Michaela Nolte schaut Kunst an, die sich selbst an Grenzen bringt.

Sechs Holzschnitte eines einzigen Porträts zeigt Franz Gertsch in der Galerie Haas & Fuchs (Niebuhrstraße 5, bis 20. Juni) und erweist sich damit als geradezu minimalistischer Maler. In der Beschränkung auf ein Motiv steigert der 1930 geborene Schweizer, der als Fotorealist Anfang der 70er Jahre berühmt wurde, die ihm eigene Intensität zu faszinierender Ruhe und Konzentration. „Silvia“ tritt aus den nahezu monochromen Farbfeldern nicht als naturalistisches Bildnis hervor, sondern erscheint als Wesen außerhalb von Zeit und Raum. Was vordergründig realistisch wirkt, verwandelt Gertsch in seinen Holzschnitten zur bildlichen Abstraktion. Die Schulterpartie gewinnt die skulpturale Qualität einer Büste, das fein gestichelte Haar wirkt wie ein Nest aus kleinen Zweigen. Das Thema con variazioni spielt auf einer reduzierten Klaviatur: Sechs mattzarte Farbnuancen unterscheiden die „Bagatelle (Silvia)“. Mit Maßen von 130 auf 107 Zentimetern sind sie zwar verhältnismäßig klein, doch stehen sie in der Detailbesessenheit den überdimensionalen Holzschnitten, mit denen sich Gertsch Mitte der Achtziger für ein Jahrzehnt von der Malerei verabschiedete, in nichts nach. Gertsch bleibt bis heute seinen Prinzipien der Langsamkeit und existenziellen Tiefe treu. Pro Jahr entsteht ein Gemälde, dazu kommt eine überschaubare Anzahl an Holzschnitten, von denen jeder seinen eigenen Farbklang hat und damit ein Unikat ist (je 58 000 €).
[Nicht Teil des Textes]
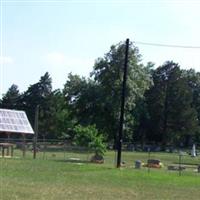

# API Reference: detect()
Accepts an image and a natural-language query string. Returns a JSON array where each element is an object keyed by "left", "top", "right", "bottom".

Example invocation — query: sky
[{"left": 0, "top": 0, "right": 200, "bottom": 97}]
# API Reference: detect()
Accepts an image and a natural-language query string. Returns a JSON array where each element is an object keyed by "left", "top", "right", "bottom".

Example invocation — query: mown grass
[{"left": 0, "top": 152, "right": 200, "bottom": 200}]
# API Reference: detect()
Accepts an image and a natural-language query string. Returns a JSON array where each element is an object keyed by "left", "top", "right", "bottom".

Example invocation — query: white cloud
[
  {"left": 0, "top": 56, "right": 13, "bottom": 65},
  {"left": 45, "top": 52, "right": 65, "bottom": 65}
]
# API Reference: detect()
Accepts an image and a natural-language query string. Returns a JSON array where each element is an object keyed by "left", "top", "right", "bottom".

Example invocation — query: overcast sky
[{"left": 0, "top": 0, "right": 200, "bottom": 95}]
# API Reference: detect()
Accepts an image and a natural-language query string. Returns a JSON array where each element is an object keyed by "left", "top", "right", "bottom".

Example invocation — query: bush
[{"left": 74, "top": 125, "right": 106, "bottom": 157}]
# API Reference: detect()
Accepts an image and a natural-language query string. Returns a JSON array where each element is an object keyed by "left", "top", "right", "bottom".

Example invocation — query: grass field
[{"left": 0, "top": 151, "right": 200, "bottom": 200}]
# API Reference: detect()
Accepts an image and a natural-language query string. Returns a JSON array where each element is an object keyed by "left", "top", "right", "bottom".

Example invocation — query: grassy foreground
[{"left": 0, "top": 153, "right": 200, "bottom": 200}]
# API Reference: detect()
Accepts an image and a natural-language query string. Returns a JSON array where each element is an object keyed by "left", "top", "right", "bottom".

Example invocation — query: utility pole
[
  {"left": 117, "top": 39, "right": 129, "bottom": 168},
  {"left": 33, "top": 105, "right": 39, "bottom": 159}
]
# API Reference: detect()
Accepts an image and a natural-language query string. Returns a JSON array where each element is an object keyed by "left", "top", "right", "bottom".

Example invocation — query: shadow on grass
[{"left": 55, "top": 159, "right": 91, "bottom": 164}]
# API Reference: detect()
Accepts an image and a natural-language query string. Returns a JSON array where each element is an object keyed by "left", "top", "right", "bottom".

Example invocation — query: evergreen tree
[{"left": 1, "top": 84, "right": 20, "bottom": 109}]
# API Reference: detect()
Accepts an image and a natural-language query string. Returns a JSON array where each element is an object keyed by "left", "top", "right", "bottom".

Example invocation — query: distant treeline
[{"left": 0, "top": 42, "right": 200, "bottom": 146}]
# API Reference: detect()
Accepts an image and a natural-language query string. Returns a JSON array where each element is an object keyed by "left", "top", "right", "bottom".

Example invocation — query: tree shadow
[{"left": 55, "top": 159, "right": 91, "bottom": 164}]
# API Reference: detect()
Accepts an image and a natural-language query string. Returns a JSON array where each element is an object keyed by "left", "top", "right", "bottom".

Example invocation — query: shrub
[{"left": 74, "top": 125, "right": 106, "bottom": 157}]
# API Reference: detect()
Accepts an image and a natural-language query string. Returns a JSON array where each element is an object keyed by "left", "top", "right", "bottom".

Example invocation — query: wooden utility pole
[
  {"left": 117, "top": 39, "right": 129, "bottom": 168},
  {"left": 33, "top": 105, "right": 39, "bottom": 159}
]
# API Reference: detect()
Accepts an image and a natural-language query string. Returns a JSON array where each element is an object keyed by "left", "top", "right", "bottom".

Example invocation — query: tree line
[{"left": 0, "top": 42, "right": 200, "bottom": 147}]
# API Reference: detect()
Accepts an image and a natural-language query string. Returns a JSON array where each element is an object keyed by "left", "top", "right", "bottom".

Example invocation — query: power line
[{"left": 135, "top": 41, "right": 200, "bottom": 49}]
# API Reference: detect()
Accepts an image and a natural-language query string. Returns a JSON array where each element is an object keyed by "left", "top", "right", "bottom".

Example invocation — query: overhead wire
[{"left": 134, "top": 41, "right": 200, "bottom": 49}]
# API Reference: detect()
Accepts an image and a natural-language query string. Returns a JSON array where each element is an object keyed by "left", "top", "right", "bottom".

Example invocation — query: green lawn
[{"left": 0, "top": 152, "right": 200, "bottom": 200}]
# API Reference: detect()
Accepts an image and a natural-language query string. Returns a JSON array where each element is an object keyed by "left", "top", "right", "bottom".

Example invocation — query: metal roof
[{"left": 0, "top": 109, "right": 34, "bottom": 134}]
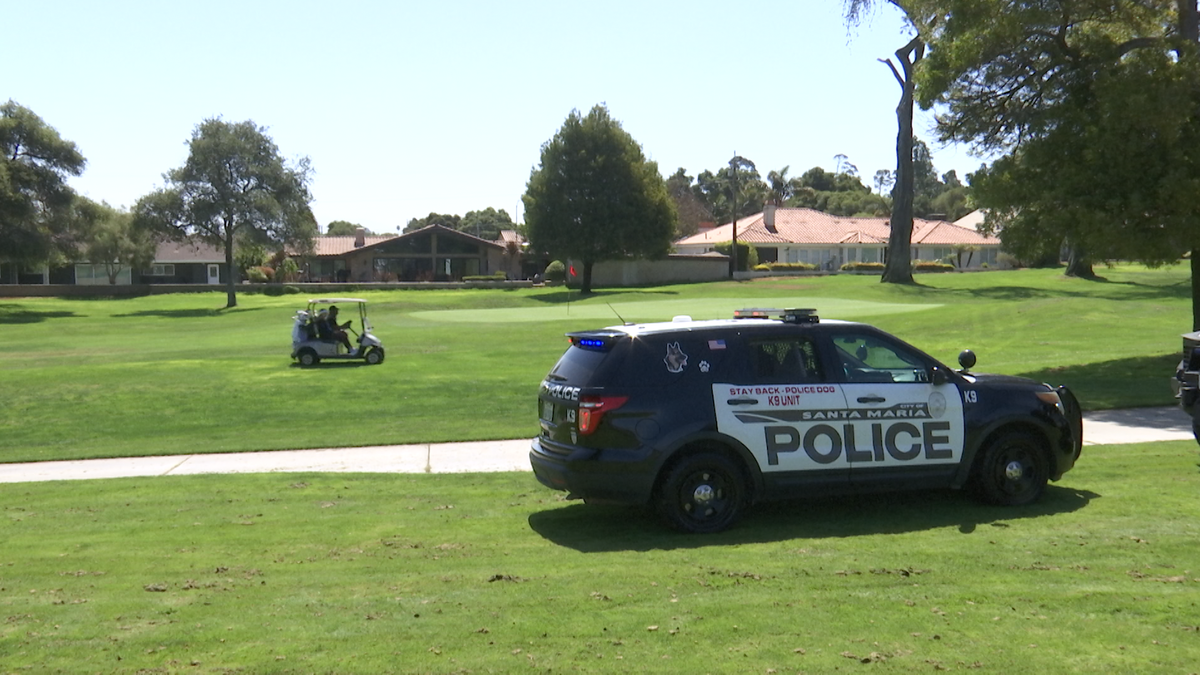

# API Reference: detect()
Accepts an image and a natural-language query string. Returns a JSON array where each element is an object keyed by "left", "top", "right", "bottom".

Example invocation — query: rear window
[{"left": 550, "top": 345, "right": 612, "bottom": 387}]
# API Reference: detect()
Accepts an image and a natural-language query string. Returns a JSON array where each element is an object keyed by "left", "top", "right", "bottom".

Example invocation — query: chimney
[{"left": 762, "top": 204, "right": 779, "bottom": 233}]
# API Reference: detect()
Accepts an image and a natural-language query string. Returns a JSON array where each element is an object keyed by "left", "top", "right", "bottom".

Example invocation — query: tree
[
  {"left": 456, "top": 207, "right": 517, "bottom": 241},
  {"left": 0, "top": 101, "right": 86, "bottom": 263},
  {"left": 134, "top": 118, "right": 317, "bottom": 307},
  {"left": 846, "top": 0, "right": 925, "bottom": 283},
  {"left": 404, "top": 211, "right": 462, "bottom": 232},
  {"left": 914, "top": 0, "right": 1200, "bottom": 317},
  {"left": 692, "top": 156, "right": 770, "bottom": 222},
  {"left": 767, "top": 167, "right": 800, "bottom": 207},
  {"left": 667, "top": 167, "right": 713, "bottom": 239},
  {"left": 875, "top": 169, "right": 896, "bottom": 195},
  {"left": 325, "top": 220, "right": 371, "bottom": 237},
  {"left": 77, "top": 197, "right": 157, "bottom": 285},
  {"left": 522, "top": 106, "right": 676, "bottom": 293}
]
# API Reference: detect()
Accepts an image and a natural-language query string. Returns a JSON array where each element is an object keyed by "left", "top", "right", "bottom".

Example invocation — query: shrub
[
  {"left": 838, "top": 263, "right": 883, "bottom": 274},
  {"left": 246, "top": 265, "right": 275, "bottom": 283},
  {"left": 542, "top": 261, "right": 566, "bottom": 281},
  {"left": 755, "top": 263, "right": 817, "bottom": 271},
  {"left": 713, "top": 241, "right": 758, "bottom": 271},
  {"left": 912, "top": 261, "right": 956, "bottom": 271}
]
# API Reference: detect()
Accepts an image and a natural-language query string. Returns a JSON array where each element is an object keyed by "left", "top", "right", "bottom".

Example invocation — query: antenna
[{"left": 605, "top": 303, "right": 632, "bottom": 325}]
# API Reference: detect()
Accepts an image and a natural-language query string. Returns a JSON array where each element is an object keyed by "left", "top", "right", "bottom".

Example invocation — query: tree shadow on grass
[
  {"left": 529, "top": 485, "right": 1099, "bottom": 552},
  {"left": 937, "top": 276, "right": 1192, "bottom": 300},
  {"left": 1016, "top": 350, "right": 1182, "bottom": 410},
  {"left": 0, "top": 303, "right": 79, "bottom": 324},
  {"left": 113, "top": 307, "right": 276, "bottom": 318}
]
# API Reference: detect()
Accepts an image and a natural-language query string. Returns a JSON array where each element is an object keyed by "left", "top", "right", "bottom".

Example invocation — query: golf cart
[{"left": 292, "top": 298, "right": 383, "bottom": 368}]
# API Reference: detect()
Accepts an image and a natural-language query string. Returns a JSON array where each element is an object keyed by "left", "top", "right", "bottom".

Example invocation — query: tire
[
  {"left": 976, "top": 431, "right": 1050, "bottom": 506},
  {"left": 658, "top": 453, "right": 748, "bottom": 534}
]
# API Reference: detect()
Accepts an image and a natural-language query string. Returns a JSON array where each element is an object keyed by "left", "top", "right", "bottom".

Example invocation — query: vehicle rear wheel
[
  {"left": 658, "top": 453, "right": 746, "bottom": 534},
  {"left": 976, "top": 431, "right": 1050, "bottom": 506}
]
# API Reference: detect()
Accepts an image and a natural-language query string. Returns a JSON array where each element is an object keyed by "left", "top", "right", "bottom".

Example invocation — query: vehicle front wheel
[
  {"left": 976, "top": 431, "right": 1050, "bottom": 506},
  {"left": 658, "top": 453, "right": 746, "bottom": 534}
]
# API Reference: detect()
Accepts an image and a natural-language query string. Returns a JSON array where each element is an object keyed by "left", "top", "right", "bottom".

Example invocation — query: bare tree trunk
[
  {"left": 880, "top": 36, "right": 925, "bottom": 283},
  {"left": 224, "top": 227, "right": 238, "bottom": 309},
  {"left": 1176, "top": 0, "right": 1200, "bottom": 330},
  {"left": 1063, "top": 240, "right": 1096, "bottom": 279}
]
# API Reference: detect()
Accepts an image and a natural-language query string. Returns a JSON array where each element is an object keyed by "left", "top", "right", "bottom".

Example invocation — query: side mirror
[
  {"left": 959, "top": 350, "right": 976, "bottom": 372},
  {"left": 929, "top": 365, "right": 946, "bottom": 387}
]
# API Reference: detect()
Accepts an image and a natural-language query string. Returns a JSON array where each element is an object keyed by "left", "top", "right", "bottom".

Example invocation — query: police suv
[{"left": 529, "top": 309, "right": 1082, "bottom": 532}]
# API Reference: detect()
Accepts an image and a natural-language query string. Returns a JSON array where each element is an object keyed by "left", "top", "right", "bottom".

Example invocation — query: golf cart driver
[
  {"left": 317, "top": 305, "right": 355, "bottom": 356},
  {"left": 292, "top": 298, "right": 384, "bottom": 366}
]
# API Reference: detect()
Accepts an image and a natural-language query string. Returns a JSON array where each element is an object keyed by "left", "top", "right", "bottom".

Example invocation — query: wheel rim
[
  {"left": 679, "top": 470, "right": 734, "bottom": 522},
  {"left": 996, "top": 447, "right": 1038, "bottom": 496}
]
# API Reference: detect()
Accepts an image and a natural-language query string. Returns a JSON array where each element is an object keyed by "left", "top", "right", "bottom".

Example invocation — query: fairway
[
  {"left": 409, "top": 297, "right": 941, "bottom": 323},
  {"left": 0, "top": 265, "right": 1190, "bottom": 462}
]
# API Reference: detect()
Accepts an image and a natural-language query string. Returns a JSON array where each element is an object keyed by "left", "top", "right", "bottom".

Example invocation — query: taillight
[{"left": 578, "top": 395, "right": 629, "bottom": 436}]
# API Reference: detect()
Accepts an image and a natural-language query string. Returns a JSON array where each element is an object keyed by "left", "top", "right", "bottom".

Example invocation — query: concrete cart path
[{"left": 0, "top": 407, "right": 1192, "bottom": 483}]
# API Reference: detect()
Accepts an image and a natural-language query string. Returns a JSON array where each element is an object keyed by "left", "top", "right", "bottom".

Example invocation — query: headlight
[{"left": 1037, "top": 384, "right": 1067, "bottom": 414}]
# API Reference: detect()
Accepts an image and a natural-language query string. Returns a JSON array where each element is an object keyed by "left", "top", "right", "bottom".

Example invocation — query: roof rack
[{"left": 733, "top": 307, "right": 821, "bottom": 323}]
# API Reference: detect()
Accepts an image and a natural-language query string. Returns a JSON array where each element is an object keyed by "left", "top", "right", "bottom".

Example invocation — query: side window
[
  {"left": 833, "top": 334, "right": 929, "bottom": 382},
  {"left": 749, "top": 338, "right": 826, "bottom": 384}
]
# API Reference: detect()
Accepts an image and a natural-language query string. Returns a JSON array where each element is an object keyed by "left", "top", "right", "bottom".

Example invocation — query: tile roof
[
  {"left": 312, "top": 234, "right": 396, "bottom": 256},
  {"left": 676, "top": 208, "right": 1000, "bottom": 246}
]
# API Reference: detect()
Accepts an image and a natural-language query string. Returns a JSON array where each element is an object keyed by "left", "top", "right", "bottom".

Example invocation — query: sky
[{"left": 0, "top": 0, "right": 983, "bottom": 233}]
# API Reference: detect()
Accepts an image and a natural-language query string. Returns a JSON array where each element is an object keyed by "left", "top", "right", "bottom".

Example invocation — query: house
[
  {"left": 305, "top": 225, "right": 517, "bottom": 282},
  {"left": 674, "top": 205, "right": 1000, "bottom": 269},
  {"left": 0, "top": 240, "right": 229, "bottom": 286}
]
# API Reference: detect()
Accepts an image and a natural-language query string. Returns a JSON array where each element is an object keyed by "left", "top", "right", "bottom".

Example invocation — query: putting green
[{"left": 409, "top": 297, "right": 942, "bottom": 325}]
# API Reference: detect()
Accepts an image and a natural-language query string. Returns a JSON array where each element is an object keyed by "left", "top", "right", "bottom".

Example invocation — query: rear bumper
[
  {"left": 529, "top": 438, "right": 654, "bottom": 504},
  {"left": 1051, "top": 387, "right": 1084, "bottom": 480}
]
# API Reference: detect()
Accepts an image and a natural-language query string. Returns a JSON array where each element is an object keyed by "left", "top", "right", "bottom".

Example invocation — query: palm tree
[{"left": 767, "top": 167, "right": 798, "bottom": 207}]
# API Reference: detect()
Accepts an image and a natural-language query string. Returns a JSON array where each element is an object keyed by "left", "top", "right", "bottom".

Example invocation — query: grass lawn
[
  {"left": 0, "top": 439, "right": 1200, "bottom": 674},
  {"left": 0, "top": 265, "right": 1190, "bottom": 461}
]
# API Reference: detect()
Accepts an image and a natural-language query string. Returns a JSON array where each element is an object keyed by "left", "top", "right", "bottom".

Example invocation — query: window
[
  {"left": 833, "top": 334, "right": 929, "bottom": 382},
  {"left": 750, "top": 338, "right": 824, "bottom": 383},
  {"left": 76, "top": 264, "right": 132, "bottom": 286}
]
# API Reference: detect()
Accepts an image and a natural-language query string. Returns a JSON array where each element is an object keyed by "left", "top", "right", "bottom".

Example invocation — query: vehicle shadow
[
  {"left": 288, "top": 359, "right": 371, "bottom": 371},
  {"left": 529, "top": 485, "right": 1100, "bottom": 552}
]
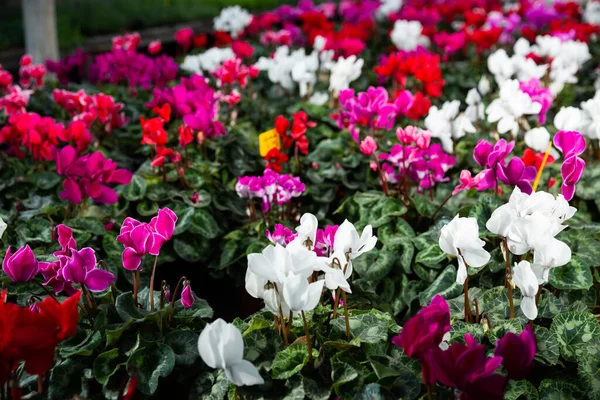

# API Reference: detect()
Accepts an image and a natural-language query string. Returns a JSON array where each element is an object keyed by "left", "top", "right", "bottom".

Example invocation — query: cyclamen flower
[
  {"left": 439, "top": 215, "right": 490, "bottom": 285},
  {"left": 198, "top": 318, "right": 264, "bottom": 386},
  {"left": 554, "top": 131, "right": 586, "bottom": 201},
  {"left": 392, "top": 295, "right": 451, "bottom": 385},
  {"left": 56, "top": 146, "right": 132, "bottom": 204},
  {"left": 429, "top": 333, "right": 508, "bottom": 400},
  {"left": 2, "top": 245, "right": 39, "bottom": 282}
]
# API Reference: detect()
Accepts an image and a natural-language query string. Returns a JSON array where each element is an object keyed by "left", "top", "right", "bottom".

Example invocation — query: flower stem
[
  {"left": 149, "top": 255, "right": 158, "bottom": 312},
  {"left": 533, "top": 141, "right": 552, "bottom": 192},
  {"left": 463, "top": 276, "right": 471, "bottom": 323},
  {"left": 342, "top": 290, "right": 350, "bottom": 341},
  {"left": 301, "top": 311, "right": 312, "bottom": 364},
  {"left": 504, "top": 238, "right": 515, "bottom": 319}
]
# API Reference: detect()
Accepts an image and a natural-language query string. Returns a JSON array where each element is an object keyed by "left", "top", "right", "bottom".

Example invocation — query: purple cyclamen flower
[
  {"left": 554, "top": 131, "right": 586, "bottom": 201},
  {"left": 2, "top": 245, "right": 39, "bottom": 282},
  {"left": 494, "top": 325, "right": 536, "bottom": 380},
  {"left": 62, "top": 247, "right": 115, "bottom": 292},
  {"left": 181, "top": 281, "right": 196, "bottom": 308},
  {"left": 496, "top": 157, "right": 537, "bottom": 194}
]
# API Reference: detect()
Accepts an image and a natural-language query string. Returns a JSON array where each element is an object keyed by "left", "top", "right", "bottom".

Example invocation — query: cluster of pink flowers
[
  {"left": 117, "top": 207, "right": 177, "bottom": 271},
  {"left": 332, "top": 86, "right": 400, "bottom": 143},
  {"left": 378, "top": 126, "right": 456, "bottom": 190},
  {"left": 146, "top": 74, "right": 225, "bottom": 138},
  {"left": 235, "top": 169, "right": 306, "bottom": 212},
  {"left": 56, "top": 146, "right": 132, "bottom": 204},
  {"left": 52, "top": 89, "right": 129, "bottom": 133},
  {"left": 554, "top": 131, "right": 586, "bottom": 201},
  {"left": 19, "top": 54, "right": 46, "bottom": 88},
  {"left": 89, "top": 48, "right": 179, "bottom": 90},
  {"left": 2, "top": 224, "right": 115, "bottom": 296},
  {"left": 519, "top": 78, "right": 554, "bottom": 125}
]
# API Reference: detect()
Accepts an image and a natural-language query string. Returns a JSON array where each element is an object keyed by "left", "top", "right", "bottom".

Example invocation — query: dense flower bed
[{"left": 0, "top": 0, "right": 600, "bottom": 400}]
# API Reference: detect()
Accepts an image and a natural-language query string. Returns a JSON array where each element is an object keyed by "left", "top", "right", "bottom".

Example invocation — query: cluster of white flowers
[
  {"left": 180, "top": 47, "right": 235, "bottom": 75},
  {"left": 390, "top": 19, "right": 429, "bottom": 51},
  {"left": 425, "top": 100, "right": 475, "bottom": 153},
  {"left": 246, "top": 214, "right": 377, "bottom": 316},
  {"left": 486, "top": 187, "right": 577, "bottom": 319},
  {"left": 213, "top": 6, "right": 253, "bottom": 39},
  {"left": 485, "top": 79, "right": 542, "bottom": 136},
  {"left": 554, "top": 91, "right": 600, "bottom": 139}
]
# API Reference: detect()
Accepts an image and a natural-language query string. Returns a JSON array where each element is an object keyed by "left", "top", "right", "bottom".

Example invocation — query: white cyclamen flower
[
  {"left": 213, "top": 6, "right": 253, "bottom": 39},
  {"left": 486, "top": 80, "right": 542, "bottom": 136},
  {"left": 512, "top": 261, "right": 539, "bottom": 320},
  {"left": 329, "top": 55, "right": 365, "bottom": 96},
  {"left": 439, "top": 215, "right": 490, "bottom": 285},
  {"left": 554, "top": 107, "right": 583, "bottom": 131},
  {"left": 198, "top": 318, "right": 265, "bottom": 386},
  {"left": 283, "top": 274, "right": 325, "bottom": 312},
  {"left": 390, "top": 19, "right": 429, "bottom": 51}
]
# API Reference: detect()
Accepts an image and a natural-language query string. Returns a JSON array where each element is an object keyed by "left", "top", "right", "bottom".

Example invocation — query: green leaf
[
  {"left": 123, "top": 175, "right": 147, "bottom": 201},
  {"left": 63, "top": 217, "right": 106, "bottom": 236},
  {"left": 549, "top": 256, "right": 594, "bottom": 290},
  {"left": 533, "top": 325, "right": 560, "bottom": 365},
  {"left": 165, "top": 331, "right": 198, "bottom": 365},
  {"left": 173, "top": 208, "right": 194, "bottom": 235},
  {"left": 353, "top": 250, "right": 396, "bottom": 281},
  {"left": 469, "top": 194, "right": 502, "bottom": 236},
  {"left": 415, "top": 243, "right": 448, "bottom": 266},
  {"left": 271, "top": 343, "right": 319, "bottom": 379},
  {"left": 504, "top": 380, "right": 539, "bottom": 400},
  {"left": 127, "top": 343, "right": 175, "bottom": 395},
  {"left": 417, "top": 266, "right": 463, "bottom": 306},
  {"left": 15, "top": 219, "right": 52, "bottom": 246},
  {"left": 550, "top": 312, "right": 600, "bottom": 361},
  {"left": 539, "top": 379, "right": 585, "bottom": 400},
  {"left": 190, "top": 208, "right": 219, "bottom": 239},
  {"left": 173, "top": 235, "right": 202, "bottom": 262},
  {"left": 92, "top": 348, "right": 126, "bottom": 385}
]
Ein „Stau“ zieht mit Folke Köbberling und Martin Kaltwasser in die Galerie Dreher. Die ersten Meter führen in einen (fast) leeren Raum. Aus einer kleinen Box säuselt eine Frau auf Französisch, ihr Sound-Loop-Singsang führt mitten in den Tumult metropoler Blechlawinen. Das böse Erwachen kommt nebenan: Mit Liebe zum Detail und handwerklicher Perfektion hat das Künstler-Duo einen Geländewagen aus Holz nachgebaut und gegen die Wand fahren lassen. In der Galerie (Pfalzburger Straße 80, bis 20. Juni) lässt das Modell „White Trash“ den Raum zur Kammer schrumpfen, Bruchstücke und Kollisionsfetzen klaffen aus der Motorhaube. Die Idee ist nicht neu, aber die Probleme sind es schließlich auch nicht. Allemal trotzen Köbberling und Kaltwasser mit ihren hintersinnigen, auf ‚Umsonst-Ressourcen’ basierenden Aktionen und Interventionen dem erweiterten Skulpturbegriff zeitgenössische Aspekte ab. Den sündhaft teuren „Offroadern“ setzt das Berliner Duo recyceltes Material entgegen. Gefahr lauert allein in der gedanklichen Karambolage. Poetischer wird es im dritten Raum, in dem ausrangierte Ampeln aus dem Hansa-Viertel zu einer magischen Bodeninstallation arrangiert sind. Im Largo wechseln die Phasen mit hörbarem Klicken die Farbe, tauchen den Raum in warnendes Rot oder freie Fahrt suggerierendes Grün. Wenn alle stoppen und alle fahren, ist der Stillstand perfekt (Preise auf Anfrage).